Billionaire investor Dan Loeb's Third Point says it's 'difficult to call a bottom' in tech stocks and the fund is investing in shares of oil and gas firms to hedge inflation

Billionaire investor Dan Loeb's Third Point says it's 'difficult to call a bottom' in tech stocks and the fund is investing in shares of oil and gas firms to hedge inflation
Daniel Loeb, founder of Third Point.REUTERS/Steve Marcus
  • It's difficult to call a bottom in the tech sector, said Dan Loeb in his fund's first quarter investment letter.
  • Third Point took on a more defensive posture in the quarter and found "interesting opportunities" in energy and cyclical sectors.

Third Point, the hedge fund run by billionaire investor Daniel Loeb, sees more downside in technology stocks even after the sector's steep decline into bear market this year.

The tech-rich Nasdaq Composite was under more pressure on Monday following its fifth consecutive weekly decline.

"Even after dramatic declines, it is difficult to call a bottom in the high-growth, high-valuation end of the tech sector, especially given that many of these companies relied on stock-based compensation and controversial accounting and reporting techniques," wrote the Third Point founder and chief executive in the hedge fund's first-quarter investment letter dated May 6.

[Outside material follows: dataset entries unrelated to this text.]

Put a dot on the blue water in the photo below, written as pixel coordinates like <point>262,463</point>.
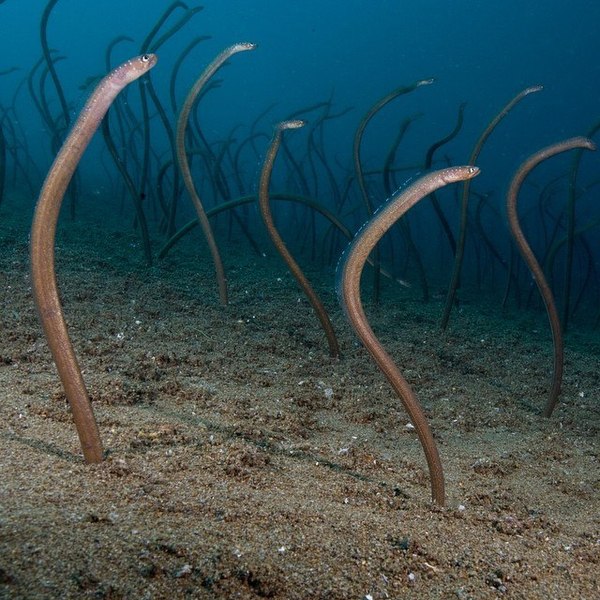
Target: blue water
<point>351,52</point>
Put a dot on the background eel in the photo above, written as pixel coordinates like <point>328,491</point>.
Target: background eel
<point>43,230</point>
<point>348,287</point>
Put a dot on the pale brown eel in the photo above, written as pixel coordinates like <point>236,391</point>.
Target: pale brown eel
<point>43,230</point>
<point>348,287</point>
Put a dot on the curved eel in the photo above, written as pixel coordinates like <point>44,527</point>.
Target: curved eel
<point>531,261</point>
<point>348,288</point>
<point>43,230</point>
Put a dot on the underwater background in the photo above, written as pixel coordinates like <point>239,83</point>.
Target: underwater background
<point>242,454</point>
<point>338,59</point>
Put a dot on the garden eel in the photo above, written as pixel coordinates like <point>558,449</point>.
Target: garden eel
<point>464,204</point>
<point>528,256</point>
<point>43,230</point>
<point>348,287</point>
<point>265,210</point>
<point>182,122</point>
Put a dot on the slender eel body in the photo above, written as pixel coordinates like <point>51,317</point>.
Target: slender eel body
<point>348,287</point>
<point>464,204</point>
<point>265,210</point>
<point>182,122</point>
<point>43,232</point>
<point>532,263</point>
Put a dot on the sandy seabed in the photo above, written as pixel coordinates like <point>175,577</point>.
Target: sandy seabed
<point>243,462</point>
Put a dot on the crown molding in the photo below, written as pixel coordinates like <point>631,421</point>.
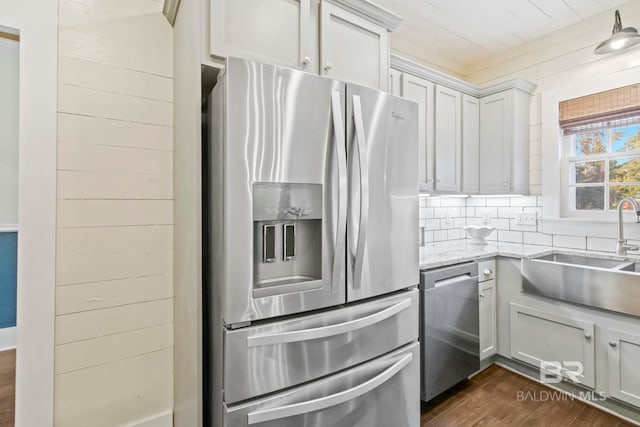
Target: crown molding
<point>170,10</point>
<point>370,12</point>
<point>406,66</point>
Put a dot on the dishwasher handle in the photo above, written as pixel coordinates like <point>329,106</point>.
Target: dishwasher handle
<point>430,279</point>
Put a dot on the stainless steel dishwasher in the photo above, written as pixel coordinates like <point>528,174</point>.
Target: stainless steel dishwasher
<point>449,327</point>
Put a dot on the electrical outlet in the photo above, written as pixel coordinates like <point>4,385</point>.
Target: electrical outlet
<point>526,218</point>
<point>486,219</point>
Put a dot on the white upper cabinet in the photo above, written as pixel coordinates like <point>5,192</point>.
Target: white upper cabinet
<point>448,139</point>
<point>422,92</point>
<point>395,82</point>
<point>504,143</point>
<point>279,32</point>
<point>352,48</point>
<point>470,144</point>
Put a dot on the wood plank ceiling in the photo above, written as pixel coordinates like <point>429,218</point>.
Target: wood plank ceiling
<point>453,34</point>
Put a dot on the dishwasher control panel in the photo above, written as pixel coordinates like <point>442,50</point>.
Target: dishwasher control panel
<point>486,270</point>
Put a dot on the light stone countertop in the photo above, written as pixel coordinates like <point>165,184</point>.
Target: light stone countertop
<point>452,252</point>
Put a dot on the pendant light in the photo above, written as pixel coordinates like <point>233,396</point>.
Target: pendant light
<point>621,38</point>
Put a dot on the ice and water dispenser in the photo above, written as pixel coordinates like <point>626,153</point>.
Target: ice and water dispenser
<point>287,236</point>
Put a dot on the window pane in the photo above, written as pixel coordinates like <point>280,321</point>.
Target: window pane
<point>589,198</point>
<point>590,143</point>
<point>619,192</point>
<point>588,172</point>
<point>625,138</point>
<point>624,170</point>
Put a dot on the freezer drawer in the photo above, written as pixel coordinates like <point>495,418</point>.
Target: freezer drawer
<point>383,392</point>
<point>268,358</point>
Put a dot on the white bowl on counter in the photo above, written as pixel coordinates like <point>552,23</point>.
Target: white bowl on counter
<point>478,233</point>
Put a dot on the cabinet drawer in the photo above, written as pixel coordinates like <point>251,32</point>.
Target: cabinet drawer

"It appears that many of the companies which used this type of compensation to attract employees may have retention difficulties, leading to increased dilution for future stock grants or increased cash wages, which could weigh on margins for analysts who rely on adjusted measures rather than old-fashioned GAAP," or generally accepted accounting principles, he wrote.

The Nasdaq Composite has plummeted into a bear market, down 22% so far this year as climbing interest rates threaten to cut into the value of future profits for tech companies. The march higher in Treasury yields reflects anticipation for the Federal Reserve to issue large and swift interest rate hikes it tries to tamp down on hot inflation. The 10-year Treasury yield on Monday rose to 3.14%, pushing further into the highest rates since late 2018.


Loeb said the hedge fund adopted a "significantly more defensive posture" in the portfolio during the first quarter and in April, saying it's concerned about valuations in the current interest rate environment, geopolitical uncertainty, and emerging weakness in important global economies.

It said it's been buying energy shares, a sector whose nearly 50% jump in 2022 has trounced the performance of the broader equity market.

It's found "interesting opportunities" in energy and other cyclical shares, starting with its investment in oil major Shell PLC last fall, and its newer stake in copper and nickel miner Glencore. It increased its position in Shell in the first quarter. Third Point initiated positions in oil and natural gas and materials companies in the first quarter as it expects them to benefit from inflation, supply shortages, and the adoption of electric vehicles and other renewable sources of energy.

Energy and materials commodities will be in short supply relative to demand as a result of "ill-conceived energy policies" in most developed countries, including the US, said Loeb.

"The negative effects of these bungled policies were compounded by well-intentioned but disastrous ESG initiatives that together resulted in a dearth of new investments in the sector. These companies will largely return their cashflow to shareholders via debt paydowns, share repurchases, and cash dividends."


The S&P 500 energy sector this year has sharply outperformed the 10 other groups tracked on the S&P 500 and the index itself. It's gained 49% through early May, followed by a 0.7% gain for utilities, the only other sector that's advanced. The S&P 500 index has fallen into correction territory with a 13% decline.

Third Point's flagship Offshore Fund dropped 11.5% in the first quarter compared with the S&P 500's decline of 4.6%. In April, it lost about 1% compared with the 8% fall in the S&P 500 and the 13% drop in the Nasdaq, it said.